The European Chamber of Commerce of the Philippines (ECCP) said the Philippines should further develop five strategic sectors that could help the country strengthen its trade relations with the European Union (EU).
In his presentation before a recent business forum at the Clark Freeport Zone, Henry Schumacher, ECCP executive vice president, said the Philippines can tap its business process outsourcing (BPO), logistics (including transshipment and processing), tourism (including healthcare, medical travel and retirement), knowledge and creative industries to boost European investments in the country.
The ECCP official added that while the EU is the world’s biggest outsourcing market, the Philippines only delivers 10 percent of its BPO output to Europe since the local industry has not been widely promoted in the EU. Because of this, European firms instead mostly tap outsourcing companies in Africa, Eastern Europe and India.
Schumacher also said the Clark and Subic freeports can become strategic locations for consolidation of shipments and utilize their logistics potential to combine processing with logistics.
Local tourism, on the other hand, can exploit the global financial crisis that has made many retirees and potential retirees abroad “substantially poorer,” as retirement locations in the Philippines could offer a cheaper comfortable lifestyle.

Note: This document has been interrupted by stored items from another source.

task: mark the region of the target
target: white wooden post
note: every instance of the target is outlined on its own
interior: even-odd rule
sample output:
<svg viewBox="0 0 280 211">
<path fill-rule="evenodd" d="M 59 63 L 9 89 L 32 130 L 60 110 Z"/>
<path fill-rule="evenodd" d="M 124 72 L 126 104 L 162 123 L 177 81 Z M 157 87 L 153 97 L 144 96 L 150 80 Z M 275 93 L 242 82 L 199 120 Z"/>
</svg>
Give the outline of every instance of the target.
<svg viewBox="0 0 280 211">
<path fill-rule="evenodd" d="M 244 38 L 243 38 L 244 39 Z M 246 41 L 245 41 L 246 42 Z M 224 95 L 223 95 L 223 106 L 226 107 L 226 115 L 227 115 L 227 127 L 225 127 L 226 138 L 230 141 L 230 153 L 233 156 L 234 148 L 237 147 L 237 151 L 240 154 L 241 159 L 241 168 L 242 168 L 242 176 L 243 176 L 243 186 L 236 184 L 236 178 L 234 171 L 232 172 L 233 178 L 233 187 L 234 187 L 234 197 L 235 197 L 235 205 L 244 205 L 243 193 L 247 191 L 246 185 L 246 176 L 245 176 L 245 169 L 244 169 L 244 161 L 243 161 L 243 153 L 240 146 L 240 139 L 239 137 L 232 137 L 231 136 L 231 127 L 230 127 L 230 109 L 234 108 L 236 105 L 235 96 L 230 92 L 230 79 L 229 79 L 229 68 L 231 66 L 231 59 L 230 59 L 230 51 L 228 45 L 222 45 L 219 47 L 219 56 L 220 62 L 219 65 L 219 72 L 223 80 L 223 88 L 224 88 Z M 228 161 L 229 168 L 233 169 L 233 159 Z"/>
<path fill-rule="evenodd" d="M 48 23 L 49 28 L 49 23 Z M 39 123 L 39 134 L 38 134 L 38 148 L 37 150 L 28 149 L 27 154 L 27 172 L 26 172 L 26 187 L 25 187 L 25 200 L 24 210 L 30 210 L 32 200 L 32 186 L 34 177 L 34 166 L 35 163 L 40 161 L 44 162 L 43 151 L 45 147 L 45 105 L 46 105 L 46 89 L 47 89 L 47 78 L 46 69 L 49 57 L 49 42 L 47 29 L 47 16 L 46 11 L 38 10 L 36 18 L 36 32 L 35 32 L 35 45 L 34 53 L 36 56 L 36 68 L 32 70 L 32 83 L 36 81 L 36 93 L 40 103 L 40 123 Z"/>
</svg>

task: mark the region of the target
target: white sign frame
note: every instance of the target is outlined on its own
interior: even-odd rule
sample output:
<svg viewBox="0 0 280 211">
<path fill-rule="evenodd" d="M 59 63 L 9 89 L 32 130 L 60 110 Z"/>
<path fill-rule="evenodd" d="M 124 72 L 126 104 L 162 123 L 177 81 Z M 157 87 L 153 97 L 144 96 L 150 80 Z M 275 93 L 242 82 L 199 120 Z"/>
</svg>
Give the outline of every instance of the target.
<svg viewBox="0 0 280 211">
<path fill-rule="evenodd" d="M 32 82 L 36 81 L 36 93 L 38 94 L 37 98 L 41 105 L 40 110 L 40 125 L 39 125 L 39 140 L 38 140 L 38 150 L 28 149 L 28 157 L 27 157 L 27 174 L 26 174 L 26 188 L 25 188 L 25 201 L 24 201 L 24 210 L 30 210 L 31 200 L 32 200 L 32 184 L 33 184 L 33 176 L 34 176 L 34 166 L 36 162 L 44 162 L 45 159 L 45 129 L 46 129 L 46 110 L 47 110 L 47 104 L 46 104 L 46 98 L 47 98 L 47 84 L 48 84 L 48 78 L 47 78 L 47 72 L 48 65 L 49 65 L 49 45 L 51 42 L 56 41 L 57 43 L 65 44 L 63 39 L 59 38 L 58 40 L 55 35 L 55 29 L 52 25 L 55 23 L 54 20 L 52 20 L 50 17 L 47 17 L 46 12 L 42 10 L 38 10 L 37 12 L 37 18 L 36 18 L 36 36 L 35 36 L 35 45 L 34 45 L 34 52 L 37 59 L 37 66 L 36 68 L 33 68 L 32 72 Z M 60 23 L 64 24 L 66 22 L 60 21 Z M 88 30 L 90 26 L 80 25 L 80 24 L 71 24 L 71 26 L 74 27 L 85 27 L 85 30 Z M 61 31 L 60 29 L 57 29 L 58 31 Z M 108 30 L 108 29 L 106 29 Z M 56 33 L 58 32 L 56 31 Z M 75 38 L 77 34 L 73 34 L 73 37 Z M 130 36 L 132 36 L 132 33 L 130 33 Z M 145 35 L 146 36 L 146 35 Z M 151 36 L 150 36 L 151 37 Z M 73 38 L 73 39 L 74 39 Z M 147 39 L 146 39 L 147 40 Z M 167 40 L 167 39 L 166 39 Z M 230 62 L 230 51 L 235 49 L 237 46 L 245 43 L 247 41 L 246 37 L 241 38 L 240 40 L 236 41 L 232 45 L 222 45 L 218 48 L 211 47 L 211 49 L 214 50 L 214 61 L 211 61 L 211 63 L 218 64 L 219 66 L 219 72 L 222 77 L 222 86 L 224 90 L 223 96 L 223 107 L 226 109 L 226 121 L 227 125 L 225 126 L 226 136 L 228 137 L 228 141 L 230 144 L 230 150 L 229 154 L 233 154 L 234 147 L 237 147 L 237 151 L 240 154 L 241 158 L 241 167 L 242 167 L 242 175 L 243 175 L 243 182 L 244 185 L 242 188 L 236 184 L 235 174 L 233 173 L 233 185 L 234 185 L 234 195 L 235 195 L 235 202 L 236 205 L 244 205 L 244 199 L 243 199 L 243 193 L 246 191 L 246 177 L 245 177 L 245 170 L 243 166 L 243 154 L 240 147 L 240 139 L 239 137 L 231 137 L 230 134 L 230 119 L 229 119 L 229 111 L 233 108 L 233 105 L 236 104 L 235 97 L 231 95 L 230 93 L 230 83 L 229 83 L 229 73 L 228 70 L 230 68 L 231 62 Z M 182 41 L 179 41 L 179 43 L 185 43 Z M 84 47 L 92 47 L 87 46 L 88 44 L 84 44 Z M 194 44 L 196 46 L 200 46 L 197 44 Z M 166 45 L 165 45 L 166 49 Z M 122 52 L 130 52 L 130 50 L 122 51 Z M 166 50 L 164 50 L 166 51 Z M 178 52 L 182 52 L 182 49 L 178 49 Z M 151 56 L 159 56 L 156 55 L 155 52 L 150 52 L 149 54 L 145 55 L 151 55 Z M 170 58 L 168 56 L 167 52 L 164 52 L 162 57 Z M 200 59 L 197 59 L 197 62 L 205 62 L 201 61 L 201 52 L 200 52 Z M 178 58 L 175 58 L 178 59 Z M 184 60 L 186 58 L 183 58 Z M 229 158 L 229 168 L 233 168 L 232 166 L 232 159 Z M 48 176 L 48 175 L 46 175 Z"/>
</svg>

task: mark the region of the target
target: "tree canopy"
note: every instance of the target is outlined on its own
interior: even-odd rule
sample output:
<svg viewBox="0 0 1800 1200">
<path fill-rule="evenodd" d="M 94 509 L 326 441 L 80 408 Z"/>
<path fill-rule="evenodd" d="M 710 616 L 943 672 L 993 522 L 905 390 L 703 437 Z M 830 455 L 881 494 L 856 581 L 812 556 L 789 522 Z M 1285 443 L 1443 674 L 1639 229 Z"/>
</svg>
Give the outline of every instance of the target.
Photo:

Schumacher said retirement villages could be put up in Clark, Cebu, Dumaguete, Metro Manila, Nasugbu, Subic and Tagaytay.
He added that more efforts should be undertaken to import patients instead of exporting well-trained and in-demand Filipino medical professionals.
Schumacher said the Philippines —with its highly skilled and educated manpower—would also be attractive to some European companies that are hit badly by the crisis.